ESTATE PLANNING, GUARDIANSHIP AND PROBATE

 

 

 

INSURANCE

 

The circuit court sitting in its appellate capacity departed from the essential requirements of law in holding that an insurance company waive its right to litigate the reasonableness of medical bills by not specifically electing to use Medicare’s fee schedules in its policy.  Progressive Select Ins. Co. v. Emergency Physicians of Central Florida, LLP, 41 Fla. L. Weekly D2145 (Fla. 5th DCA Sept. 16, 2016).

 

In a response to a question certified by the Eleventh Judicial Circuit, The Florida Supreme Court held that a party cannot “challenge the validity of a life insurance policy after the two-year contestability period established by section 627.455 because of its creation through a [stranger-originated life insurance] STOLI scheme.”  Wells Fargo Bank, N.A. v. Pruco Life Ins. Co., 41 Fla. L. Weekly S403 (Fla.

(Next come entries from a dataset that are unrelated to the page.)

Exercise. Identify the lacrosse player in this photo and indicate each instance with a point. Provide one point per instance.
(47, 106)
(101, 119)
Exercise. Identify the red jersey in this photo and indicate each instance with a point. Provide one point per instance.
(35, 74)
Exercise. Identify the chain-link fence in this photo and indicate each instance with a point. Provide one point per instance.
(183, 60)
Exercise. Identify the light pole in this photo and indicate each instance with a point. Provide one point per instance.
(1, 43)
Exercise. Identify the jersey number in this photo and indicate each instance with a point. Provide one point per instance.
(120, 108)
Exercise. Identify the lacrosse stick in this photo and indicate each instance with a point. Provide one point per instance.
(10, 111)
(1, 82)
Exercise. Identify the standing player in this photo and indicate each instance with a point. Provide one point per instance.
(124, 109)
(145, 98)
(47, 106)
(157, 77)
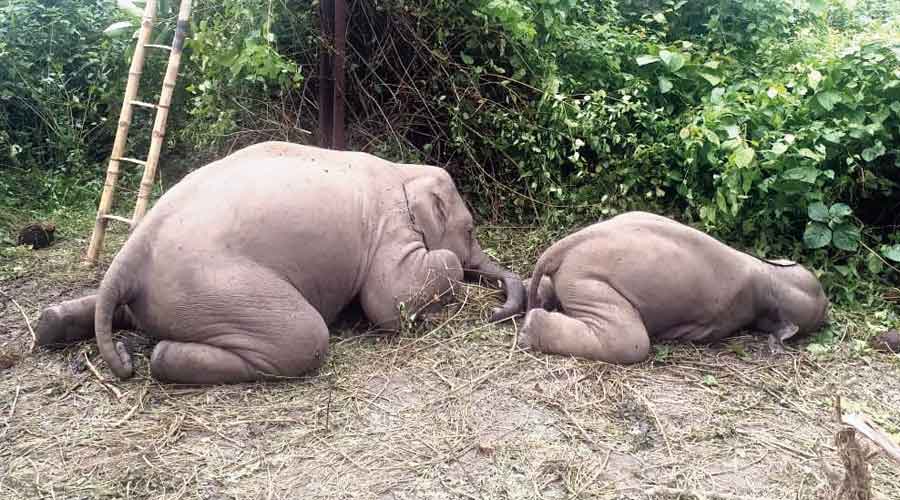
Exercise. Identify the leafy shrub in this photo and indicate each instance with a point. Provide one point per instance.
(58, 73)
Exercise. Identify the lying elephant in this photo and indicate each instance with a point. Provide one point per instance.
(639, 276)
(241, 266)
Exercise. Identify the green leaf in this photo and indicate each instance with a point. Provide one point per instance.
(116, 29)
(732, 131)
(812, 155)
(874, 263)
(673, 60)
(814, 77)
(846, 237)
(817, 235)
(876, 151)
(743, 156)
(891, 252)
(828, 99)
(802, 174)
(818, 6)
(818, 212)
(646, 59)
(840, 210)
(665, 84)
(711, 78)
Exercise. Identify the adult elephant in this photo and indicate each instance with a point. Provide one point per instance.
(241, 266)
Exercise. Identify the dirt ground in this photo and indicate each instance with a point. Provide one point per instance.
(447, 410)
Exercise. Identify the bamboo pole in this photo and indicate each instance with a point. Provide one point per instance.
(112, 171)
(162, 114)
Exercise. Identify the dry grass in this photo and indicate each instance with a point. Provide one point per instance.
(447, 412)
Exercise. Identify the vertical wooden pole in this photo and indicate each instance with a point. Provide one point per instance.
(340, 44)
(326, 73)
(162, 113)
(125, 115)
(333, 15)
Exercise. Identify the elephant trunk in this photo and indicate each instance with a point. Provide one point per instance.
(115, 289)
(482, 266)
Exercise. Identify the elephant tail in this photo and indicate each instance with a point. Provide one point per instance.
(116, 288)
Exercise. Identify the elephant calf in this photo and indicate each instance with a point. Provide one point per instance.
(240, 267)
(638, 276)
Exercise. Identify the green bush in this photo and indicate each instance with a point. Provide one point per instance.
(58, 74)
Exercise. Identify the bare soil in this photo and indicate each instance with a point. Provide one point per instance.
(448, 409)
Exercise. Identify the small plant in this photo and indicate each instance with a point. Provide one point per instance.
(662, 353)
(830, 226)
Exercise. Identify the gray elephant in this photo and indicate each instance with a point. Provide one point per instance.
(638, 276)
(240, 267)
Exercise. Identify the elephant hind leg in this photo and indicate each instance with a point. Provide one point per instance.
(599, 324)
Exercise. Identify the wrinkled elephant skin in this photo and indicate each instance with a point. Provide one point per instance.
(240, 267)
(619, 283)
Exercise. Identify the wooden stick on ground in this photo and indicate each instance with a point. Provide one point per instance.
(25, 316)
(866, 427)
(111, 388)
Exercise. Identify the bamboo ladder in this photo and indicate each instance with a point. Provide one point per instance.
(159, 125)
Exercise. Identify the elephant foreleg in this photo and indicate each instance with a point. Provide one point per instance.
(547, 298)
(599, 324)
(73, 320)
(415, 285)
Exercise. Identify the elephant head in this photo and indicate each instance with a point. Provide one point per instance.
(440, 215)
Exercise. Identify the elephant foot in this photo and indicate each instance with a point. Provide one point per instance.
(50, 328)
(526, 334)
(57, 325)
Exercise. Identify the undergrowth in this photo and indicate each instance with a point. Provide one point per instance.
(773, 125)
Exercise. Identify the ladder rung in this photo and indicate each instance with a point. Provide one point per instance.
(131, 160)
(142, 104)
(116, 217)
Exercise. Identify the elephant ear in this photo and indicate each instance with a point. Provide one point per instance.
(427, 201)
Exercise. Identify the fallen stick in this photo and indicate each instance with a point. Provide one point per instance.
(866, 427)
(12, 411)
(697, 494)
(111, 388)
(25, 316)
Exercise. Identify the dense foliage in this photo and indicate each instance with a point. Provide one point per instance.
(774, 124)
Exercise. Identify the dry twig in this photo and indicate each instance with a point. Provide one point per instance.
(25, 316)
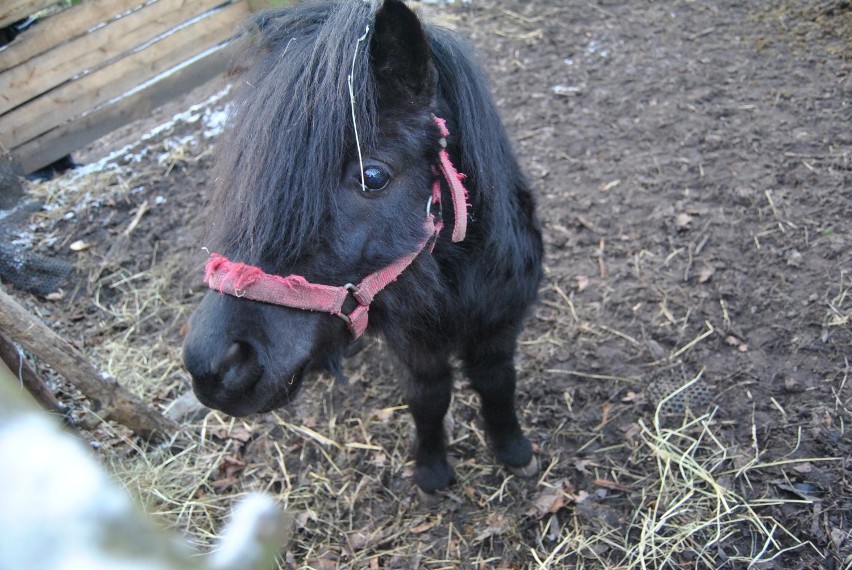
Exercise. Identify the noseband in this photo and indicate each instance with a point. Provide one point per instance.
(294, 291)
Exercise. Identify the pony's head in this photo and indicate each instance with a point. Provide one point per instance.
(325, 177)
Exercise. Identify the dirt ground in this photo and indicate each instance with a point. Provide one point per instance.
(693, 166)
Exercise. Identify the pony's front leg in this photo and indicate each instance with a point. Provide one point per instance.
(490, 365)
(428, 397)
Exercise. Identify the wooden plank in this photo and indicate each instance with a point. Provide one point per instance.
(74, 98)
(67, 25)
(13, 10)
(49, 69)
(71, 136)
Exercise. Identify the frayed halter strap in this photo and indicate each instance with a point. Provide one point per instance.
(250, 282)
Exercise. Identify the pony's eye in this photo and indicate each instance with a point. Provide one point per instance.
(375, 178)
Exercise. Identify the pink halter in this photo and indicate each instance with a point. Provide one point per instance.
(250, 282)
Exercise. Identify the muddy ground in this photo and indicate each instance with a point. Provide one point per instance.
(693, 166)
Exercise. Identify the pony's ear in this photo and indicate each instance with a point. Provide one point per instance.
(401, 57)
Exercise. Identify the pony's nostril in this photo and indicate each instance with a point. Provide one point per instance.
(238, 368)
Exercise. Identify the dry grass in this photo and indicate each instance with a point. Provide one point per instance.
(343, 470)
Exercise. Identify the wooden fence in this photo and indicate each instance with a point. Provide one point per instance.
(80, 73)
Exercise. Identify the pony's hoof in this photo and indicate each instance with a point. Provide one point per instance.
(527, 471)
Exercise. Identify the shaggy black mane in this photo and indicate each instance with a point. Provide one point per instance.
(292, 129)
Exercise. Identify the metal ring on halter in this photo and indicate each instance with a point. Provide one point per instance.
(429, 204)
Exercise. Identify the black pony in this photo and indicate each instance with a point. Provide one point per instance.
(337, 169)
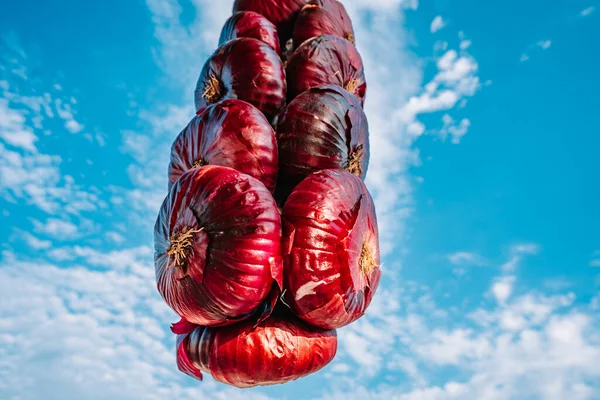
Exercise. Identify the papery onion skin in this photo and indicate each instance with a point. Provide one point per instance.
(278, 350)
(331, 249)
(323, 128)
(246, 69)
(217, 246)
(326, 60)
(231, 133)
(282, 13)
(323, 17)
(252, 25)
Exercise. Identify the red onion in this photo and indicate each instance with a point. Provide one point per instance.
(277, 350)
(217, 246)
(231, 133)
(282, 13)
(323, 128)
(246, 69)
(326, 60)
(323, 17)
(331, 249)
(252, 25)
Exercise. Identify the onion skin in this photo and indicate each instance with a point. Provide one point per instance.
(331, 249)
(218, 247)
(323, 128)
(231, 133)
(245, 69)
(323, 17)
(282, 13)
(277, 350)
(326, 60)
(252, 25)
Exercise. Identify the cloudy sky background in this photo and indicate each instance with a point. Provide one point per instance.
(483, 125)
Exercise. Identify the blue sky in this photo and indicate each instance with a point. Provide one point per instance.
(483, 120)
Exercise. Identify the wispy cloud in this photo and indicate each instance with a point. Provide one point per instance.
(595, 261)
(26, 174)
(544, 44)
(526, 344)
(465, 258)
(437, 24)
(541, 45)
(587, 11)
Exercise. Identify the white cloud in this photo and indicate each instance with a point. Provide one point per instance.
(115, 237)
(502, 289)
(13, 129)
(586, 12)
(456, 131)
(57, 228)
(466, 258)
(518, 251)
(595, 261)
(32, 241)
(437, 24)
(65, 112)
(545, 44)
(25, 173)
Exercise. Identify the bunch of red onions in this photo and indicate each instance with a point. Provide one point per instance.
(267, 241)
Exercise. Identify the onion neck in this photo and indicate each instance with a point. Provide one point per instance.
(181, 244)
(212, 91)
(200, 162)
(352, 85)
(349, 36)
(354, 165)
(366, 260)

Sept. 22, 2016).

 

 

REAL PROPERTY

 

In mortgage foreclosure action, trial court abused its discretion in denying property owner’s motion for leave to amend her answer to raise affirmative defenses because it was the first time she filed such a motion and the affirmative defenses were properly pled.  Morgan v. Bank of New York Mellon, 41 Fla. L. Weekly D2157 (Fla. 1st DCA Sept. 19, 2016).